Why are they leaving?
Campbell said that there are a number of reasons that engineers are leaving, including a number of major systemic issues.
These issues mean that people don’t want to go into engineering as a profession, while people who are already qualified engineers no longer want to remain in the profession, he said.
“The public sector seems to insist on hiring engineers at the lowest cost and we don’t equate that with the output of what we get out of that.”
He added that this problem also impacted the private sector.
“The value which is attributed to the service offered by professional engineers has been so commoditised that I may find situations where a client asks me to discount my fee.
“We don’t do that in the medical profession, we don’t do that in the legal profession and we should never do that in the engineering profession.”
He added that while the public sector may pay high salaries to retain engineers, these engineers often do not have the necessary level of skills to work in this sector.
This has been exacerbated by a lack of mentors and senior members in the industry.
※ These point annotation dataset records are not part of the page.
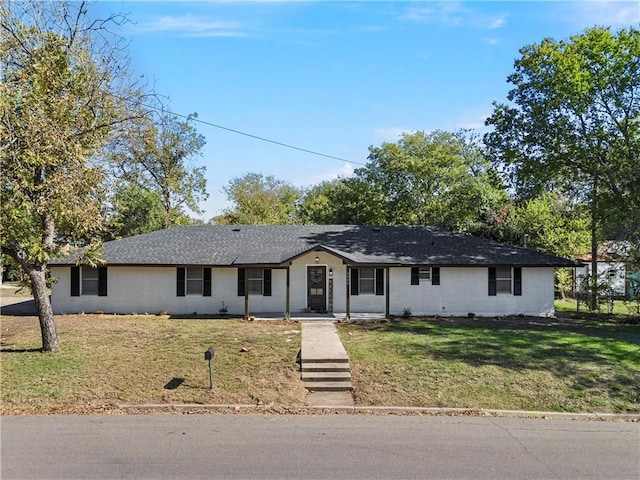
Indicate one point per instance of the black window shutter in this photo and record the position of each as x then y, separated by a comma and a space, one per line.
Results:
75, 281
206, 282
379, 281
181, 273
102, 281
355, 275
266, 282
492, 281
241, 282
415, 275
517, 281
435, 275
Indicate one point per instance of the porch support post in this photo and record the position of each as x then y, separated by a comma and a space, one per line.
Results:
387, 296
246, 297
288, 300
348, 292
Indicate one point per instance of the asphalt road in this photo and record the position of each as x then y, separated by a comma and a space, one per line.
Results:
331, 446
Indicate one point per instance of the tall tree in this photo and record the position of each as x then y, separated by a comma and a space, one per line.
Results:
437, 178
572, 126
60, 99
260, 200
134, 210
158, 155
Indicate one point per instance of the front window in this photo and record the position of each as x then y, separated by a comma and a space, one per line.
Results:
503, 279
254, 281
89, 281
367, 281
194, 281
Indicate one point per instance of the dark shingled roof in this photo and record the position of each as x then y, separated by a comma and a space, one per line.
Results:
226, 245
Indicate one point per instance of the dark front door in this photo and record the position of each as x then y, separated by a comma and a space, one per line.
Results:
316, 288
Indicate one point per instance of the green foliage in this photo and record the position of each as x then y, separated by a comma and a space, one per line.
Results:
60, 102
572, 127
260, 200
436, 178
515, 364
157, 159
136, 210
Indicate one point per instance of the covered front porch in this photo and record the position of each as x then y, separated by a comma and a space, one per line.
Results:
320, 317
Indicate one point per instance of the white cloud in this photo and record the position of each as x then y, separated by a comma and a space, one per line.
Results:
346, 171
498, 22
472, 121
390, 134
191, 25
441, 12
453, 13
608, 12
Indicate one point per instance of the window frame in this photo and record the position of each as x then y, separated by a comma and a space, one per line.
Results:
419, 275
497, 280
378, 281
191, 281
183, 278
93, 280
79, 278
266, 281
369, 280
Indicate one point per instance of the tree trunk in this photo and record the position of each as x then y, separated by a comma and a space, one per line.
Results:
594, 247
45, 312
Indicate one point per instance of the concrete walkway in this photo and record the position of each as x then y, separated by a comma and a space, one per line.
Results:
325, 365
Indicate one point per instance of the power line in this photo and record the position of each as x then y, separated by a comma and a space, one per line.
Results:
256, 137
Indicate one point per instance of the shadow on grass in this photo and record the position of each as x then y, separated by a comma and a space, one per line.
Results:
590, 356
174, 383
20, 350
520, 343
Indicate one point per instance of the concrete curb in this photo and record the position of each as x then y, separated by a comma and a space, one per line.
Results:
300, 409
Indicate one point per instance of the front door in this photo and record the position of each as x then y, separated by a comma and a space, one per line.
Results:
316, 288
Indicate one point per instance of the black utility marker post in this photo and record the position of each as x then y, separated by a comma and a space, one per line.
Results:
208, 355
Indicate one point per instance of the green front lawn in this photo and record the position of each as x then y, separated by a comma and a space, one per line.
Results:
522, 364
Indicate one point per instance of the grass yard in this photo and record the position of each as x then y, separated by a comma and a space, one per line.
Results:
519, 363
623, 310
106, 359
528, 364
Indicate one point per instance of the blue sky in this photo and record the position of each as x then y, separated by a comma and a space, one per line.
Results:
335, 77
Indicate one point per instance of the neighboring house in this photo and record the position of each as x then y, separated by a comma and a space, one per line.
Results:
324, 268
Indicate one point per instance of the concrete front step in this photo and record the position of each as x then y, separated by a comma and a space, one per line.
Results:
326, 376
328, 386
324, 360
325, 367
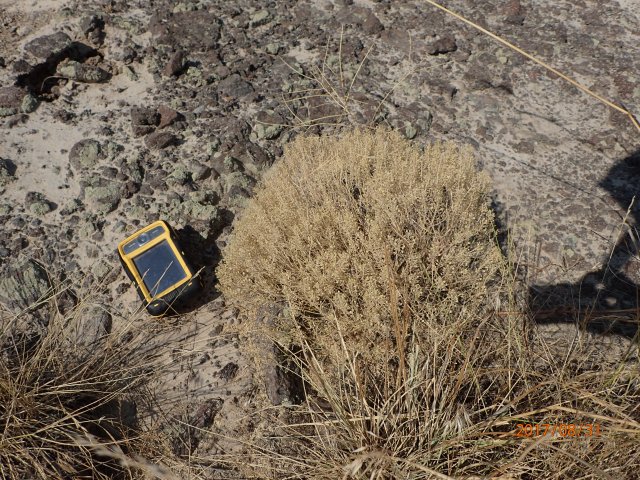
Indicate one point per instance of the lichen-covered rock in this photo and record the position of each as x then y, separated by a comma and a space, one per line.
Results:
82, 72
160, 140
48, 47
102, 199
7, 170
87, 328
24, 286
29, 103
85, 154
38, 204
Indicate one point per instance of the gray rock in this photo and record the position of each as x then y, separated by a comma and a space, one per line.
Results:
160, 140
29, 103
11, 97
7, 112
514, 12
269, 125
446, 44
49, 47
85, 154
175, 65
7, 172
38, 204
234, 87
144, 120
410, 131
92, 28
87, 328
261, 17
102, 199
24, 286
168, 116
81, 72
272, 48
372, 24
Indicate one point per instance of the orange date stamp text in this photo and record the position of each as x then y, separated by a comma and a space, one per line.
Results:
528, 430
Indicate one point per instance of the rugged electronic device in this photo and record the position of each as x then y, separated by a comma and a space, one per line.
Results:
156, 264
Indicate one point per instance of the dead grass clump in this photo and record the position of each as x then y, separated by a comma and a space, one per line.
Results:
68, 396
397, 308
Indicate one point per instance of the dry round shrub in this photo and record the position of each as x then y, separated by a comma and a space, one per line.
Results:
345, 231
415, 359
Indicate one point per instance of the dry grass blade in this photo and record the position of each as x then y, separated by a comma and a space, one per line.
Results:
78, 378
513, 47
387, 261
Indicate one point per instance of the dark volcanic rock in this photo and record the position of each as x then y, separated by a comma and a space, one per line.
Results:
92, 28
37, 203
167, 116
7, 171
144, 120
23, 285
48, 47
446, 44
514, 12
198, 30
160, 140
372, 24
234, 87
11, 97
175, 65
82, 72
85, 154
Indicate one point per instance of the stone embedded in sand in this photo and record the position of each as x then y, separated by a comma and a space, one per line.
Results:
196, 30
103, 198
261, 17
269, 125
11, 99
92, 27
234, 87
160, 140
446, 44
81, 72
85, 154
23, 286
372, 24
143, 120
29, 103
7, 171
48, 47
167, 116
514, 12
175, 65
38, 204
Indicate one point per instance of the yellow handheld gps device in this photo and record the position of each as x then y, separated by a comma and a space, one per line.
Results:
155, 263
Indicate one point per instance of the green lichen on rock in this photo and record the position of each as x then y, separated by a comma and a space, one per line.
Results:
268, 132
85, 154
6, 174
82, 73
24, 285
102, 199
8, 111
29, 103
38, 203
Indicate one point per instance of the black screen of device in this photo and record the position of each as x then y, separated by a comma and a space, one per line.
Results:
159, 268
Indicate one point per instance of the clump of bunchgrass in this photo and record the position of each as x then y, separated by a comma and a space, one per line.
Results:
69, 392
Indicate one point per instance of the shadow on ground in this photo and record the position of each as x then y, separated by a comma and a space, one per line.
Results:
606, 300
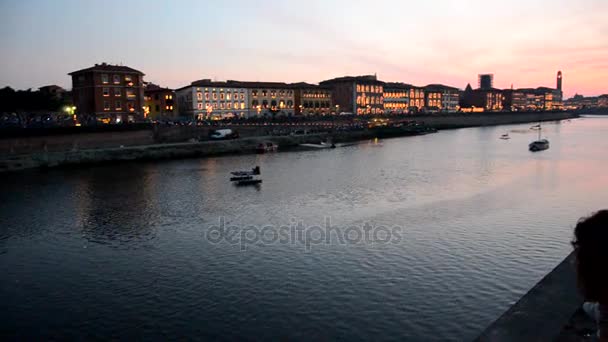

According to a report released by the South African Institution Of Civil Engineering (SAICE), despite 68% of engineering professionals indicated a willingness to work in the public sector, specific issues remain that prevent engineering professionals from joining the public sector.
- Over-politicisation of infrastructure departments;
- Diminished decision making roles of technocrats;
- Lack of systems, processes and structures for efficient administration;
- Lack of training, development and career paths;
- Unwarranted interference of HR and Finance divisions in the work of infrastructure engineering professionals.
“While government continually speaks of its commitment to the National Development Plan, the professionalisation of the public sector and placing emphasis on job creation and infrastructure development, there’s been virtually no positive outcome of this commitment,” the SAICE said.
SAICE acting CEO Steven Kaplan said that the brain drain happening in the industry is devastating, and is costing the country a lot of money and resources to produce world-class engineers, only to lose them because they can’t find work.
He said this happening in a country where they’re needed the most is a travesty.